Yarmouth's First Parish Congregational Church is located to the east of the town center, on the south side of Main Street (Maine State Route 115). It is a tall single-story wood-frame structure, with a gabled roof, an exterior sheathed in clapboard and flushboarded siding, and a granite foundation. A square tower projects slightly from the front, with a gabled entry vestibule projecting further in front of it. The entry consists of a pair of doorways, each flanked by thin composite columns and set in round-arch openings. A larger three-part round-arch window stands above them, with a banded frieze along the raking gable edge of the vestibule. The tower has four stages, and is elaborately decorated, with an open belfry and an octagonal spire.[2]

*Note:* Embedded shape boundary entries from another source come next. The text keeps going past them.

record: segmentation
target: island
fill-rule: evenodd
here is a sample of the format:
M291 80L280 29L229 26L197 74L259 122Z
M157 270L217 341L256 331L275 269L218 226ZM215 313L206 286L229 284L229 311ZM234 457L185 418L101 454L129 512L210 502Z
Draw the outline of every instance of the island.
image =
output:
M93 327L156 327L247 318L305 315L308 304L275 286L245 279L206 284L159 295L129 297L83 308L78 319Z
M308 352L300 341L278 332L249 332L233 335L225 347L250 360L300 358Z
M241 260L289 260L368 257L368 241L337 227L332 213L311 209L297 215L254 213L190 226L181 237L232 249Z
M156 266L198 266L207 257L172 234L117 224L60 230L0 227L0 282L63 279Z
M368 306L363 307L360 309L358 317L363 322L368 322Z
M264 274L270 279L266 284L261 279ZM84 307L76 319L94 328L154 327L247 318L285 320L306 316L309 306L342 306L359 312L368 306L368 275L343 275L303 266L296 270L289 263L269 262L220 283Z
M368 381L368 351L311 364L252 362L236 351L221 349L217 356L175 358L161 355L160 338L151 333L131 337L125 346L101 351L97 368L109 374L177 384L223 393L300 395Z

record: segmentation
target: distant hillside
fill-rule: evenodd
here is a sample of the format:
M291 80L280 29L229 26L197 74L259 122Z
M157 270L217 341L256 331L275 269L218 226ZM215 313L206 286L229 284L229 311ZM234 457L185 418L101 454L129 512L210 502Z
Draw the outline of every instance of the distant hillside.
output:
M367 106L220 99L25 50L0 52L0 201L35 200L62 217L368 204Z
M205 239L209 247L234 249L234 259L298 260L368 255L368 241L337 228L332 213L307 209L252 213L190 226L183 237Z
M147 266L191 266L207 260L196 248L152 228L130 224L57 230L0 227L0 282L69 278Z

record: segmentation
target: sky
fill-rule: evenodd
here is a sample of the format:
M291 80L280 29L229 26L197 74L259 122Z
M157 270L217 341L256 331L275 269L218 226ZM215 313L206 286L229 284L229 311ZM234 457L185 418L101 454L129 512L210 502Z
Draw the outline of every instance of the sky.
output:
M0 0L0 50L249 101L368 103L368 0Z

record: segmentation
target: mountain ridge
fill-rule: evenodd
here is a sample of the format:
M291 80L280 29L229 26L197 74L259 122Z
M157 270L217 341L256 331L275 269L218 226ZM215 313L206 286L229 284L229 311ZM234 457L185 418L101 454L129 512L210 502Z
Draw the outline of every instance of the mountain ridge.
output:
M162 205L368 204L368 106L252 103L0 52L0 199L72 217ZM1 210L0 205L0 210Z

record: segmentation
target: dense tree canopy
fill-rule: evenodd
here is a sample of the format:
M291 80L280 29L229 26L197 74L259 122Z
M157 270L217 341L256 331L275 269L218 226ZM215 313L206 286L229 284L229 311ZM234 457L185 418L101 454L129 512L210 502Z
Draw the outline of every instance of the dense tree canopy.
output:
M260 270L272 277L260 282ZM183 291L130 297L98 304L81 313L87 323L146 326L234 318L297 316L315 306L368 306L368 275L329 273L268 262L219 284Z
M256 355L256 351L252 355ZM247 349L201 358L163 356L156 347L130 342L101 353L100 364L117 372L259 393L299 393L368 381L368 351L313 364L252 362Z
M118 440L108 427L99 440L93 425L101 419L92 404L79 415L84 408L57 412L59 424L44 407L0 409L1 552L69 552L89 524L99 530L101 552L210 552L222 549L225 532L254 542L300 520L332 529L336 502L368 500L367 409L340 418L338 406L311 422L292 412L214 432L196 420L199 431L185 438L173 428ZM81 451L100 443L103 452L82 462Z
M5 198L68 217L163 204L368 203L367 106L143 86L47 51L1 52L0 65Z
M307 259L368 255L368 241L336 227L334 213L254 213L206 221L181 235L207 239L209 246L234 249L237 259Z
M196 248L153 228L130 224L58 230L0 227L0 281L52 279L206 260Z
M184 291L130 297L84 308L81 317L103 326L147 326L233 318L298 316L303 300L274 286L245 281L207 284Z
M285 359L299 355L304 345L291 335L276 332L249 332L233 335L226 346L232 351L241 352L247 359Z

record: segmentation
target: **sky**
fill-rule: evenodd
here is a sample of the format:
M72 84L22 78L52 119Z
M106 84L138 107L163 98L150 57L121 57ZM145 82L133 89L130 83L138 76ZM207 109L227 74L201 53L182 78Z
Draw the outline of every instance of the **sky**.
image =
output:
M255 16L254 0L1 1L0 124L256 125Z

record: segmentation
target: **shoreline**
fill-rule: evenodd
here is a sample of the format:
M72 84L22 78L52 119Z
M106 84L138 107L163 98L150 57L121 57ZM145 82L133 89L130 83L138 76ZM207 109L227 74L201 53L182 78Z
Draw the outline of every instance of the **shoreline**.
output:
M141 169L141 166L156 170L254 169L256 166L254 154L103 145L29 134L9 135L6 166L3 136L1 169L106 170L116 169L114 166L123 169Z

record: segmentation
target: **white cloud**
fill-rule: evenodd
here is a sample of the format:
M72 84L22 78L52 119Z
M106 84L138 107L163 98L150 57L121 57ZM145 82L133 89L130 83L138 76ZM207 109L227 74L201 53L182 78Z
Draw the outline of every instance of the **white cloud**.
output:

The First Parish congregation was established in 1730, and first met in a meetinghouse, known as the Meetinghouse under the Ledge, about 1 mile (1.6 km) south of this location. In 1818, they moved to a new building, known as the Old Sloop, across the street from its current location. That building was turned into a public hall after the congregation moved out in 1868, and was demolished in 1879.[2] The cost of the new church was $35,000.[3]
The church was designed for the congregation by Portland architect George M. Harding, one of Maine's leading architects of the mid-19th century. It is one of only three church designs of his to survive in the state.[2]